Tunisie : Le centre Carter appelle à hâter la création de l’instance électorale indépendante

elections-100712-220.jpg«Après six mois de la mise en place du gouvernement actuel, on voit que rien n’est fait au niveau du processus électoral. Aucun projet de loi gouvernemental n’a été soumis au vote de l’Assemblée nationale constituante. Il y a plusieurs initiatives éparses dans ce sens, mais aucune concrétisée», indique Sabina Vigani, directrice du bureau du Centre Carter pour la Tunisie, lors de la conférence de presse du 10 juillet 2012.

La dernière annonce en date concernant la création d’une instance électorale permanente et indépendante remonte à deux mois. Un groupe d’experts a été désigné par le gouvernement pour rédiger un projet de loi, qui a fait enfin objet d’une fuite sur les réseaux sociaux. Cette fuite n’a pas manqué de provoquer de vives réactions, de part et d’autre. Les modalités de candidatures proposées et les mécanismes de nomination des futurs membres ont été perçus comme une tentative par la Troïka de contrôler l’instance électorale. Il semblerait que ce projet soit actuellement en cours de révision.

Du conditionnel…

Un second projet a été proposé par l’Association tunisienne pour l’intégrité et la démocratie des élections (ATIDE). Un troisième a été préparé par l’Union générale des travailleurs tunisiennes (UGTT), la Ligue Tunisienne des Droits de l’Homme (LTDH) et l’Ordre des avocats tunisiens. Selon le Centre Carter, le groupe d’experts du gouvernement s’est réuni avec l’UGTT et aurait préparé un projet commun.

«On emploie le conditionnel parce qu’aucune annonce officielle n’a été faite sur le déroulement du processus. Tout se passe en catimini. D’ailleurs, on déplore l’absence de transparence et de communication à ce niveau qui engendre toutes sortes de spéculations», affirme Mme Vigani.

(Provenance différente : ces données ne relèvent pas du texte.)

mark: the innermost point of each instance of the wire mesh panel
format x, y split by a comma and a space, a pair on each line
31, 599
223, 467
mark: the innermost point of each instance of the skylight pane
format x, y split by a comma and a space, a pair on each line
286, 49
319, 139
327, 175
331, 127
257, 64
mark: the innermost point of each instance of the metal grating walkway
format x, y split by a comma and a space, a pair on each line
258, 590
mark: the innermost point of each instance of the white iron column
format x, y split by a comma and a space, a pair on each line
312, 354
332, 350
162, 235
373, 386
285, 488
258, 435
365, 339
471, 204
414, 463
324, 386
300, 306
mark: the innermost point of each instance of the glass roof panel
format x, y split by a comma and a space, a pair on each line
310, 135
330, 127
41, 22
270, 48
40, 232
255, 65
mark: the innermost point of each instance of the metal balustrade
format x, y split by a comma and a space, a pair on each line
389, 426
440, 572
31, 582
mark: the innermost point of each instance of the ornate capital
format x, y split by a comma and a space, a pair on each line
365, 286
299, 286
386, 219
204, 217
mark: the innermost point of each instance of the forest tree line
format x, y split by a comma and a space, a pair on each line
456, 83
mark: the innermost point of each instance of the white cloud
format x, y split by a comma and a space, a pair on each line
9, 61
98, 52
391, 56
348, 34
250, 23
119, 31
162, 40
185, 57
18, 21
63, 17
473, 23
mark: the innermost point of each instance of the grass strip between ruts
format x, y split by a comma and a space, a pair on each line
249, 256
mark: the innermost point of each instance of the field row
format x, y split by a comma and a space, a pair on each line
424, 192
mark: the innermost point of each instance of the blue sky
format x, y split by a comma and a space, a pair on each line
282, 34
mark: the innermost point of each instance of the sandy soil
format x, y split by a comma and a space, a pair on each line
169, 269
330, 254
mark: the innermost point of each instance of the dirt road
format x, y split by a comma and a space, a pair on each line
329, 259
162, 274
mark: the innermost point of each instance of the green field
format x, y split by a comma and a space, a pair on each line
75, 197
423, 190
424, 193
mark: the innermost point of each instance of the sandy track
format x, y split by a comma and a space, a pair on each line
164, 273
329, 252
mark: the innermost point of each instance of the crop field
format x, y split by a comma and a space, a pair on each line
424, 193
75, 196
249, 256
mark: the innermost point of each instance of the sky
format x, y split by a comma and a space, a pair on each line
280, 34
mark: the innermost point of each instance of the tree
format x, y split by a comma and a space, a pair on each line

Dans sa déclaration sur le sujet, le Centre Carter indique que les trois projets ont plusieurs points en commun. Mais le principal point de divergence concerne les mécanismes de sélection et de nomination des membres de l’instance électorale, avec des options allant d’un processus de sélection mené par les partis politiques à un processus conduit par des corps professionnels.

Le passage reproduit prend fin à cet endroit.